Officials from several agencies have repeatedly warned that at least some of the documents appeared to have been doctored.

On Sunday, the Department of Justice opened a criminal investigation into the situation.

Many of the documents purported to include secret information on the war in Ukraine, while others appeared to show sensitive analyses of US allies, including Israel and South Korea, raising questions about surveillance.

When asked about the extent of the leak on Monday, White House National Security Council spokesman John Kirby replied: “We don’t know what’s out there.”

“We don’t know who’s responsible for this. And we don’t know if they have more that they intend to post,” he said.

“So we’re watching this and monitoring it as best we can. But the truth and the honest answer to your question is we don’t know and is that a matter of concern to us? You’re darn right it is.”

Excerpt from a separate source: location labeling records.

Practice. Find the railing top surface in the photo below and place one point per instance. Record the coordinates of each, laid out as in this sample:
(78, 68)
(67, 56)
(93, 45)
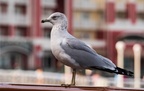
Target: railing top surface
(31, 87)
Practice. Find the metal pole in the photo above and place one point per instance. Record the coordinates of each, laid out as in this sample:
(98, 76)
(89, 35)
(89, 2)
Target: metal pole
(120, 46)
(137, 66)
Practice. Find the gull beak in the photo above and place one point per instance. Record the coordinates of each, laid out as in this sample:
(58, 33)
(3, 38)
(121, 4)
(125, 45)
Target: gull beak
(45, 20)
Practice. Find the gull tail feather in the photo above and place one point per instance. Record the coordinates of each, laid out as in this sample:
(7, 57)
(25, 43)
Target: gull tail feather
(123, 72)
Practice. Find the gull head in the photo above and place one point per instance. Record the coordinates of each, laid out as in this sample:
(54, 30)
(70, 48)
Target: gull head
(56, 18)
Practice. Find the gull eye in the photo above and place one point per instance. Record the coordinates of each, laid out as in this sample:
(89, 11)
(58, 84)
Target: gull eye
(54, 17)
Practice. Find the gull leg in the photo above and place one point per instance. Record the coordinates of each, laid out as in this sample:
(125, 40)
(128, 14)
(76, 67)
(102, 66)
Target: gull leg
(72, 80)
(73, 77)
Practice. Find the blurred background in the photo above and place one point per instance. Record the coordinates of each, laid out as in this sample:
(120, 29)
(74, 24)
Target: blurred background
(114, 28)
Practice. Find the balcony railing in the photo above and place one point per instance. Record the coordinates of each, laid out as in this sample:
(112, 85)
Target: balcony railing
(36, 77)
(48, 3)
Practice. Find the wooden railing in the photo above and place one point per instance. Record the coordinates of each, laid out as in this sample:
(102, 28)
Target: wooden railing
(30, 87)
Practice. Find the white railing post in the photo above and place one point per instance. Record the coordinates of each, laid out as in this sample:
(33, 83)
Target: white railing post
(137, 66)
(120, 46)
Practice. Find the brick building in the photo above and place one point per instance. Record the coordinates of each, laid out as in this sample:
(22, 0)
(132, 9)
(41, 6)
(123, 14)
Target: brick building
(24, 41)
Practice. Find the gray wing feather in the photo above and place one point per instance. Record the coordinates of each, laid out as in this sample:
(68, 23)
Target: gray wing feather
(85, 56)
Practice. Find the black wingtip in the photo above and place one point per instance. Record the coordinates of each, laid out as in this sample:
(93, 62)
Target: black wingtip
(124, 72)
(42, 21)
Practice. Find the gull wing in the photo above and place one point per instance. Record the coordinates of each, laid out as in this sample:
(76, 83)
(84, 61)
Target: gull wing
(85, 56)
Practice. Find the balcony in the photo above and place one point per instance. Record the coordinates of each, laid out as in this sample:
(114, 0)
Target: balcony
(84, 5)
(85, 24)
(22, 1)
(21, 20)
(48, 3)
(4, 18)
(140, 7)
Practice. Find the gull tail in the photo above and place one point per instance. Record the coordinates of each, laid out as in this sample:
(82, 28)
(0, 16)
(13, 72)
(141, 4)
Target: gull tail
(123, 72)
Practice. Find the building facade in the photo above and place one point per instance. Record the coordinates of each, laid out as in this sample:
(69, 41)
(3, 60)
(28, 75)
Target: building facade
(25, 42)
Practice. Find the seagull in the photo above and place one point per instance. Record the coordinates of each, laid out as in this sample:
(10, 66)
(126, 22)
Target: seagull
(75, 53)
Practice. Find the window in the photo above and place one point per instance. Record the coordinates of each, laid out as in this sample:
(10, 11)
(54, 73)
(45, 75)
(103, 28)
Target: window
(3, 8)
(122, 15)
(48, 62)
(46, 32)
(85, 16)
(20, 9)
(13, 60)
(3, 31)
(47, 11)
(21, 31)
(140, 16)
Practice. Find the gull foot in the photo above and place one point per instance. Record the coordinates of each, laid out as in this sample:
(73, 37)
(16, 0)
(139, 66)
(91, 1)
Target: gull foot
(67, 85)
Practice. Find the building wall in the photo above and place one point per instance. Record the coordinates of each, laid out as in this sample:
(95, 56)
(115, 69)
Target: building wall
(99, 23)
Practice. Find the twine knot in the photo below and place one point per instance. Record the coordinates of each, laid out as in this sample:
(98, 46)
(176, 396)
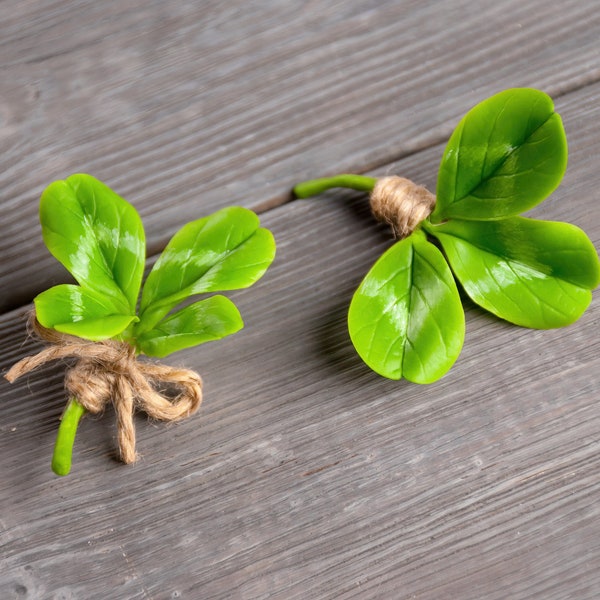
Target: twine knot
(401, 203)
(109, 372)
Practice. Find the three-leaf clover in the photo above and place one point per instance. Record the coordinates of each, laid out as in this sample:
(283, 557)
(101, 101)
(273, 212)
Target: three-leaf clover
(99, 238)
(505, 156)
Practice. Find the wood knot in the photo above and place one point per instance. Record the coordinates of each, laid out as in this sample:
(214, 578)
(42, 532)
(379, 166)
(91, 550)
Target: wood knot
(401, 204)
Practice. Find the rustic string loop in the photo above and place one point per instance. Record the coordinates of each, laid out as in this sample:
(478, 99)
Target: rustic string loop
(401, 203)
(108, 371)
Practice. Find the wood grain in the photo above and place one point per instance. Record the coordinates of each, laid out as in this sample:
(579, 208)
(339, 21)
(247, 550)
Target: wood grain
(184, 107)
(305, 475)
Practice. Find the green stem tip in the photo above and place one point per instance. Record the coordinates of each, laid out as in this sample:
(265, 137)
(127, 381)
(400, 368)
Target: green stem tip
(65, 438)
(306, 189)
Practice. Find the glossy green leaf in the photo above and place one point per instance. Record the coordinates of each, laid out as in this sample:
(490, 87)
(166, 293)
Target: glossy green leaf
(406, 318)
(77, 311)
(224, 251)
(533, 273)
(96, 235)
(203, 321)
(506, 155)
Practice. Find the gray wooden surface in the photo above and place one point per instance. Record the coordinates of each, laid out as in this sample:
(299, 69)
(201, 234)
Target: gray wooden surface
(304, 475)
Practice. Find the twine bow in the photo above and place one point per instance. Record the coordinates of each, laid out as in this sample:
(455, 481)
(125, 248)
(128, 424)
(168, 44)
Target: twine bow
(108, 371)
(401, 203)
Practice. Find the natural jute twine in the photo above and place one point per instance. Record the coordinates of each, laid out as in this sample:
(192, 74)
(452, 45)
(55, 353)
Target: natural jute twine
(108, 371)
(401, 203)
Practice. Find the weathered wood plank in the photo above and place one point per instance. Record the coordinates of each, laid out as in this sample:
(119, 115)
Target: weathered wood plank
(307, 476)
(184, 107)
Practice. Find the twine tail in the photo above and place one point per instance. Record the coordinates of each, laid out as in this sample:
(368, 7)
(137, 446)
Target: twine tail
(109, 371)
(124, 407)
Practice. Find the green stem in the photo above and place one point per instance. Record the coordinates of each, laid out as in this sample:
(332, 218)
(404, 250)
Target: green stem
(318, 186)
(65, 438)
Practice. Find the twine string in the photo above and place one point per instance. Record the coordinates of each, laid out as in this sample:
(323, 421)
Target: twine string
(108, 372)
(401, 204)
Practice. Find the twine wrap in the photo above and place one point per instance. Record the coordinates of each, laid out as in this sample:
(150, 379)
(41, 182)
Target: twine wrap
(401, 203)
(108, 371)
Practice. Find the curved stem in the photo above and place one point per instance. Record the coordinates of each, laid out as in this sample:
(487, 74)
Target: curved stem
(65, 438)
(317, 186)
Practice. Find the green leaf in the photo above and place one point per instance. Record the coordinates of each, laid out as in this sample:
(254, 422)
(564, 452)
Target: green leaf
(533, 273)
(203, 321)
(224, 251)
(96, 235)
(77, 311)
(406, 318)
(506, 155)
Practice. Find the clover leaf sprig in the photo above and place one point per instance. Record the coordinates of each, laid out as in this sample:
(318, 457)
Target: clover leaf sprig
(99, 238)
(506, 155)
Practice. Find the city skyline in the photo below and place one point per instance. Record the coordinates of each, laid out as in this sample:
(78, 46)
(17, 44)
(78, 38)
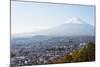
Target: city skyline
(31, 16)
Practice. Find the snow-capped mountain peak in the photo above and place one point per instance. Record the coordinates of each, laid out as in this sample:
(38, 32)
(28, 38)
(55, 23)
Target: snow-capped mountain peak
(75, 20)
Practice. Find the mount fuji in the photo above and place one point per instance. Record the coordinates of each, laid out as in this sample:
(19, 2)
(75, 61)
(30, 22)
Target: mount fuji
(73, 27)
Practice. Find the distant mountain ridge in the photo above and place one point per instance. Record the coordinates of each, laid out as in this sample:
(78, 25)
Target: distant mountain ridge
(73, 27)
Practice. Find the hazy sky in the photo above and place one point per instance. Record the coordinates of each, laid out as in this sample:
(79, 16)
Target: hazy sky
(31, 16)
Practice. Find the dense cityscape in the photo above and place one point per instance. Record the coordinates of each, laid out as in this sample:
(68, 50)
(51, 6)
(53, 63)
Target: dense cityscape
(45, 51)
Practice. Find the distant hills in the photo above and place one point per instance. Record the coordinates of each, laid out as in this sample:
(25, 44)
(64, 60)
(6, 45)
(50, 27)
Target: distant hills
(73, 27)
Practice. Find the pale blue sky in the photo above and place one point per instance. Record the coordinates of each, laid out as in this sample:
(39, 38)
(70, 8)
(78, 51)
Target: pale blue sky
(32, 16)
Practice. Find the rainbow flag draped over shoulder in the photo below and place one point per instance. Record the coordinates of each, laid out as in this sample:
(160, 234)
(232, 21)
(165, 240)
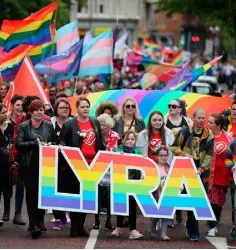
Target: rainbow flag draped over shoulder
(33, 30)
(10, 62)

Kirby added that US President Joe Biden had been briefed on the matter late last week.

Meanwhile, Department of State spokesman Vedant Patel said US officials “are engaging with allies and partners at high levels over this, including to reassure them of our commitment to safeguarding intelligence and the fidelity of securing our partnerships”.

People take part in a demonstration against the government in Tel Aviv
Some of the leaked documents purport to show US intelligence stating that Israel’s Mossad supported anti-government protests [Ronen Zvulun/Reuters]

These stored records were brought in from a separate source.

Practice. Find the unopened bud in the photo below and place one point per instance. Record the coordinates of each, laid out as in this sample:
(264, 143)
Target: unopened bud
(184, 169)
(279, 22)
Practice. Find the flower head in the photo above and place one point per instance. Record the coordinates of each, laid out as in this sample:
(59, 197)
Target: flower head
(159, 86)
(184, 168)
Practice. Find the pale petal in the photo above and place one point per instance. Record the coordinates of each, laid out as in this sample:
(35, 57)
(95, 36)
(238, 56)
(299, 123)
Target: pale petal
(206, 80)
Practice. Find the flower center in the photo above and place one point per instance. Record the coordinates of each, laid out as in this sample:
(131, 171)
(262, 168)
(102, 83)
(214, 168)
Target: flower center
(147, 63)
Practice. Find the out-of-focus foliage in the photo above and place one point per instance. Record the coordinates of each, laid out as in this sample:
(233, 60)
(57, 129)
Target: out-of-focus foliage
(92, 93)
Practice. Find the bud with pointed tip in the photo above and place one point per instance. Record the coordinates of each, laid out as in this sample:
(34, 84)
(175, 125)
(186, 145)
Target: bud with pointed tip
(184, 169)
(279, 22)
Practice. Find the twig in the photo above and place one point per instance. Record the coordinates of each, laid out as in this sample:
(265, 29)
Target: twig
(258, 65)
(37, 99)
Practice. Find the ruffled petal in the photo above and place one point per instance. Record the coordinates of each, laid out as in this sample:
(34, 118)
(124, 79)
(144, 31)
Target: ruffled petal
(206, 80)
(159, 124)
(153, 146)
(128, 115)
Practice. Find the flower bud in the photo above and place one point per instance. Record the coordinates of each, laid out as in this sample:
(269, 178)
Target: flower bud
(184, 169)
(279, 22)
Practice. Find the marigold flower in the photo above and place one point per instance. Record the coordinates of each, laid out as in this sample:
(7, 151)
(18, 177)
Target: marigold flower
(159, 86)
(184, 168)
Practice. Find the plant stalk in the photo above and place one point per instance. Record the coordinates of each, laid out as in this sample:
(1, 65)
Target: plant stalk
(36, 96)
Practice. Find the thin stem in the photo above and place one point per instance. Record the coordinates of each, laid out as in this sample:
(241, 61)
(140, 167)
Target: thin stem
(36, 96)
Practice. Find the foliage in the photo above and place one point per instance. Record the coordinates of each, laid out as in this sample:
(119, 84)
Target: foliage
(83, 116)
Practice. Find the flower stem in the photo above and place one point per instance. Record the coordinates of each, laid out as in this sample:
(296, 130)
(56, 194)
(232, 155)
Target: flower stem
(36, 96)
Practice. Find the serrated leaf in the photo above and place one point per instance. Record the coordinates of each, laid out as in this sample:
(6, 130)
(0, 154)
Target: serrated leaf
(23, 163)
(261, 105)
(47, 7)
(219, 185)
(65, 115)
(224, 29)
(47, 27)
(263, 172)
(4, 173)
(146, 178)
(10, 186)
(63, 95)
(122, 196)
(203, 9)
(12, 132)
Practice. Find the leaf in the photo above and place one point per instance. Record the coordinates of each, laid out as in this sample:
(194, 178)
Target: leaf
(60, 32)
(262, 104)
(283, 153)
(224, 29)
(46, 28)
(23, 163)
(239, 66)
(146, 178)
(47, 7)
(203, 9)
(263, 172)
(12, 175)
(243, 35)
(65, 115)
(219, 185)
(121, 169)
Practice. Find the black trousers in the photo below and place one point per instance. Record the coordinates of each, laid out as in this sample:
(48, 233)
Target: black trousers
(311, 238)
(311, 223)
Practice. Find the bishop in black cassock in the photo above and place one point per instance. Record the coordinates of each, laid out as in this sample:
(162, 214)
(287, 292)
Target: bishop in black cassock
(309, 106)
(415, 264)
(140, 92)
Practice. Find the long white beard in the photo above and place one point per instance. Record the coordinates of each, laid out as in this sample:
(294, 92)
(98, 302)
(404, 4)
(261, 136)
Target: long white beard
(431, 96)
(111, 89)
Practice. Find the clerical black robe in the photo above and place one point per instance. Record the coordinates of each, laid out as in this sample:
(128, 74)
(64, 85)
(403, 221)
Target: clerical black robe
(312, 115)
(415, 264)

US officials have said some documents giving battlefield casualty estimates from Ukraine appeared to have been altered to understate Russian losses.

Ukrainian presidential adviser Mykhailo Podolyak told the Reuters news agency that documents related to the war in Ukraine contained a “very large amount of fictitious information”.

On Sunday, Israeli Prime Minister Benjamin Netanyahu’s office said a document purporting to show US intelligence stating that Mossad, one of the country’s intelligence agencies, encouraged recent protests against Netanyahu’s plan to tighten controls on the judiciary was “mendacious and without any foundation whatsoever”.

One of the documents also purported to detail internal discussions among senior South Korean officials about US pressure on Seoul to supply weapons to Kyiv and its policy of not doing so.

A South Korean presidential official said on Sunday that the country was aware of reports about the leaked documents and planned to discuss “issues raised” with Washington.

The release appears to be the most serious public leak of classified information in years, although it is believed to be much smaller in scale and scope compared to the 700,000 documents, videos and diplomatic cables that appeared on the WikiLeaks website in 2013.